On the other fronts the mutinies were not of ex-Bolsheviki prisoners but of the "mobilized" conscripts who had never been tainted by Bolshevist theories or ideals and whose defection is therefore of greater significance. These men were the peasant inhabitants of North Russia who had welcomed our advent at Archangel. They had been in a sense our hosts all winter. They had worked for us, driven our transport, sold us hay and potatoes, smoked our cigarettes, and hated our enemies. But also they had told me in the spring that if the Americans went home the English, would have to go home too. Now they were murdering their officers, surrendering their positions to the enemy, refusing to advance, going over to the Bolsheviki in large numbers.
The British fought wonderfully well under these trying circumstances. At every point except Onega they re-took all positions that had been lost by treachery. They caught and shot traitors. And they also shot all other Russian soldiers who were suspected of treason. They did this with a brutality the details of which I will spare you, but not one item, of which escaped the Russian people.
The British wind was up. They were soldiers, and prepared for any fight that might be in store for them. But being shot in bed by your own men is not fighting. It is not war. There was no question of courage involved. The army had courage enough. But this was next to suicide, to go to the front leading traitors.
There was evidence one day on the railroad front that a new mutiny was brewing. All the men of the suspected company were put on a train and then disarmed. A guard went through the train and counted off the men, taking every tenth man outside to be shot without trial. The men had not mutinied, but they might, and something had to be done.

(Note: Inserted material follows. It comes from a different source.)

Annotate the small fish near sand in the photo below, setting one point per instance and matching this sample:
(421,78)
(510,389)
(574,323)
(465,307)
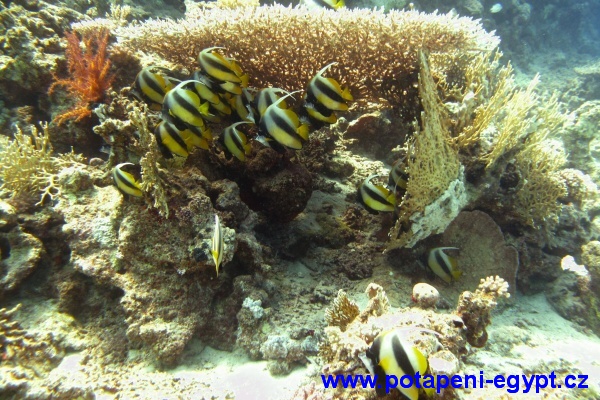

I was told about another company of eighty Russians who were under suspicion at the same time. The British officer in command gave them the option of declaring who the ringleaders were or being shot en masse. Under the fear of this threat fifteen out of the eighty men were named and shot without trial.
XVI
THE DÉBÂCLE
And so, there being nothing else possible, the débâcle began. But it is a big job to get an expedition out of a country, much bigger than to get it in. There were great quantities of munitions and supplies to be transported or destroyed. There were fortifications to destroy, bridges to burn, railways to tear up, all fighting facilities to cripple. There were civilians to evacuate, and all the service branches of the army, with all their vast and varied stores, to be disposed of. And there was the enemy to be dealt with. The thing simply couldn't be done with any chance of success on all of those long fingers of this expedition until a smashing blow had been delivered to the Bolsheviki, both to reduce his morale and to increase your own, which had been so seriously impaired by the mutinies.
So a smashing blow was delivered successfully at one of the finger-points, costing us more men than any other fight in North Russia; and instanter the latest retreat from Moscow began. Now there was something quite peculiar about this retreat from the finger-points in North Russia. We were not pursued. The Bolsheviki knew we were going. In fact, they seemed to be remarkably well posted as to our plans. They were willing to have us go. But they did not chase us out. The Bolsheviki had little to do with causing this retreat. This retreat was forced by the conscripted soldiers and people of North Russia, who wanted the English to go, and who were so sincere in this that they were willing to face all the dangers of the "dictatorship of the proletariat" commissar, and the unrestrained spite of every personal enemy, without English protection. A school teacher who supposed himself to be on the Bolshevik black list, said to me in July, "Our duty is to Russia. The Bolsheviki may rule us or may kill us, but our duty is to Russia. The English must go." The Labor Congress, assembled at Solombola, passed resolutions urging the hasty withdrawal of the British and were at once disbanded by the army and charged with being Bolshevik propagandists.
But the retreat was on. Every embassy received orders from home to leave with all its citizens, bag and baggage, and in the early days of September they went as from a pestilence, shipload after shipload, the Americans, the French, Italian, Chinese, Serbian, Japanese embassies, consulates of all sorts, Y.M.C.A., Y.W.C.A., military missions, bourgeois Russians, and any number of enterprising citizens of enterprising countries got out.